Obviously, replace yourname and all the other placeholders to your informations.

Once you are done, start Authelia with:

$ sudo systemctl start authelia

and open your browser at "http://localhost:9091"

In case of errors, you can have more informations in the log, via:

$ sudo journalctl -u authelia

Step 3: Setting up the HTTPS part

Since Authelia displays a login/authentication page, it must be run on an encrypted transport channel to avoid man in the middle (MITM) attacks.

It will not start until this is set up correctly.

As usual with HTTPS, to start a TLS connection, you need a certificate. The easiest solution is to use Let's Encrypt or ZeroSSL with its certbot tool to automate fetching and renewing the certificates.
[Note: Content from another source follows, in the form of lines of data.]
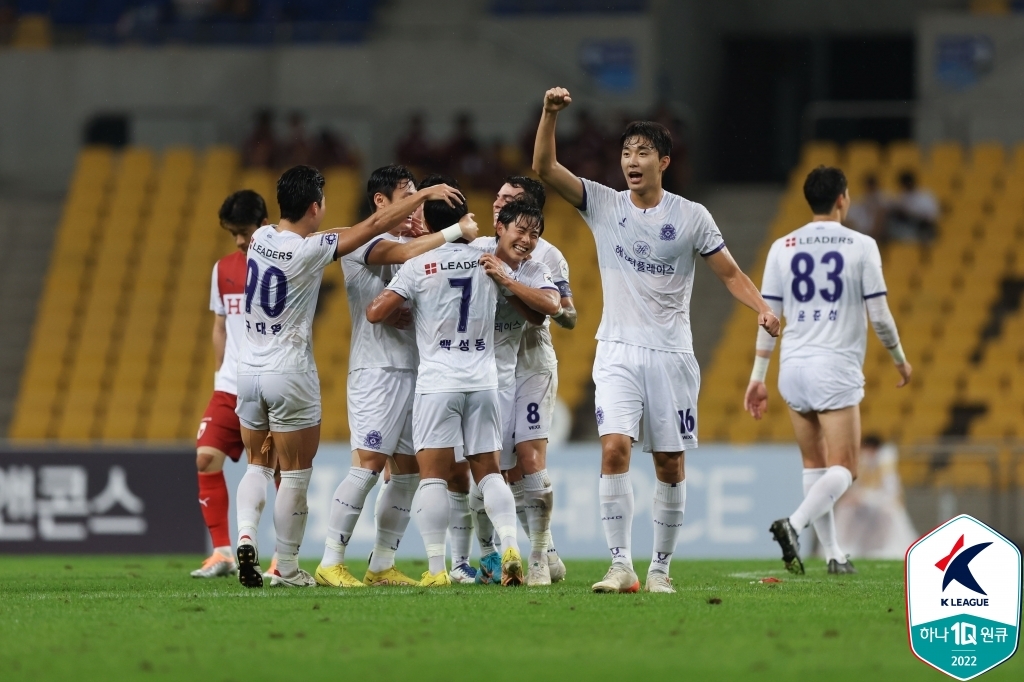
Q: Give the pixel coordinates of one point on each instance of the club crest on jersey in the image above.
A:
(964, 598)
(373, 440)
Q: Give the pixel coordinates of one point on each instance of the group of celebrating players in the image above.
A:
(453, 375)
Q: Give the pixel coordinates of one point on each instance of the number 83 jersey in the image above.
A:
(283, 279)
(822, 273)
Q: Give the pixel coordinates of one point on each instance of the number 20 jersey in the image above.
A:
(283, 279)
(822, 273)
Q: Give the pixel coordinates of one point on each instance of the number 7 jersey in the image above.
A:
(822, 273)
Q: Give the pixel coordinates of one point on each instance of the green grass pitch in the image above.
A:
(78, 617)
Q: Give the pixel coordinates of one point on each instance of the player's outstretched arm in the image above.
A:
(723, 265)
(393, 253)
(350, 239)
(545, 164)
(384, 306)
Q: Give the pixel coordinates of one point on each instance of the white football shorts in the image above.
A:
(380, 410)
(659, 386)
(279, 401)
(816, 387)
(449, 420)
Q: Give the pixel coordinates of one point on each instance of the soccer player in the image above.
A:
(452, 293)
(381, 384)
(537, 385)
(219, 435)
(647, 244)
(279, 389)
(821, 276)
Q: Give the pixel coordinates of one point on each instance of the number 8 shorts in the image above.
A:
(660, 386)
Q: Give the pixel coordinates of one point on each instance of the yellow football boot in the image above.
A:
(388, 578)
(435, 580)
(511, 568)
(337, 576)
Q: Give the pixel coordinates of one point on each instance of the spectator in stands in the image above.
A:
(296, 150)
(913, 212)
(867, 215)
(260, 148)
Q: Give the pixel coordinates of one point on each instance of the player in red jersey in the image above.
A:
(219, 434)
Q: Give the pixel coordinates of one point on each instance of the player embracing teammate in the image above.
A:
(647, 244)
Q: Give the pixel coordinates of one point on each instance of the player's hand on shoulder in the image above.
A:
(756, 399)
(470, 230)
(556, 99)
(770, 323)
(904, 370)
(443, 193)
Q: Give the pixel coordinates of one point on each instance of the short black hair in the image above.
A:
(297, 188)
(532, 188)
(652, 132)
(823, 185)
(523, 208)
(437, 214)
(243, 209)
(385, 180)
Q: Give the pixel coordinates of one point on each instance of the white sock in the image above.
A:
(539, 500)
(346, 505)
(821, 496)
(501, 508)
(290, 514)
(393, 506)
(824, 527)
(519, 495)
(460, 527)
(250, 500)
(616, 515)
(670, 504)
(431, 517)
(484, 528)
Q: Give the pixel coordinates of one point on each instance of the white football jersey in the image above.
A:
(374, 345)
(537, 353)
(453, 303)
(282, 286)
(647, 259)
(822, 273)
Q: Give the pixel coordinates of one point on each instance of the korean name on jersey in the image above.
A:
(822, 273)
(647, 259)
(283, 279)
(453, 303)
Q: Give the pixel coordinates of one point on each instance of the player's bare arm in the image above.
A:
(386, 219)
(382, 307)
(394, 253)
(724, 265)
(545, 163)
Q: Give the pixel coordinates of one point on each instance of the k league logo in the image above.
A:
(964, 598)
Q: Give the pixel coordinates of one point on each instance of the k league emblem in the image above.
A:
(964, 598)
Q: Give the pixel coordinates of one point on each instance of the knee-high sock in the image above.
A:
(824, 527)
(821, 496)
(460, 527)
(539, 500)
(484, 528)
(519, 495)
(431, 517)
(393, 506)
(670, 504)
(213, 502)
(346, 505)
(501, 508)
(290, 514)
(616, 515)
(250, 500)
This isn't a tutorial on setting up HTTPS, so I'm listing the steps to perform with a NGINX reverse proxy, feel free to customize if you're using another reverse proxy for HTTPS.

You'll create a file in /etc/nginx/sites-available/auth.myhome.com containing:

server {
    server_name auth.myhome.com;
    listen 80;
    return 301 https://$server_name$request_uri;
}

server {
    server_name auth.myhome.com;
    listen 443 ssl http2;

    ssl_certificate /etc/letsencrypt/live/myapp.myhome.com/fullchain.pem; # managed by Certbot
    ssl_certificate_key /etc/letsencrypt/live/myapp.myhome.com/privkey.pem; # managed by Certbot
    ssl_session_cache shared:SSL:2m;

    location / {
        set $upstream_authelia http://127.0.0.1:9091;
        proxy_pass $upstream_authelia;

        client_body_buffer_size 128k;

        #Timeout if the real server is dead
        proxy_next_upstream error timeout invalid_header http_500 http_502     http_503;

        # Advanced Proxy Config
        send_timeout 5m;
        proxy_read_timeout 360;
        proxy_send_timeout 360;
        proxy_connect_timeout 360;

        # Basic Proxy Config
        proxy_set_header Host $host;
        proxy_set_header X-Real-IP $remote_addr;
        proxy_set_header X-Forwarded-For $proxy_add_x_forwarded_for;
        proxy_set_header X-Forwarded-Proto $scheme;
        proxy_set_header X-Forwarded-Host $http_host;
        proxy_set_header X-Forwarded-Uri $request_uri;
        proxy_set_header X-Forwarded-Ssl on;
        proxy_redirect  http://  $scheme://;
        proxy_http_version 1.1;
        proxy_set_header Connection "";
        proxy_cache_bypass $cookie_session;
        proxy_no_cache $cookie_session;
        proxy_buffers 64 256k;

        # If behind reverse proxy, forwards the correct IP
        set_real_ip_from 10.0.0.0/8;
        set_real_ip_from 172.0.0.0/8;
        set_real_ip_from 192.168.0.0/16;
        set_real_ip_from fc00::/7;
        real_ip_header X-Forwarded-For;
        real_ip_recursive on;
    }
}

Change to your domain name in the file above.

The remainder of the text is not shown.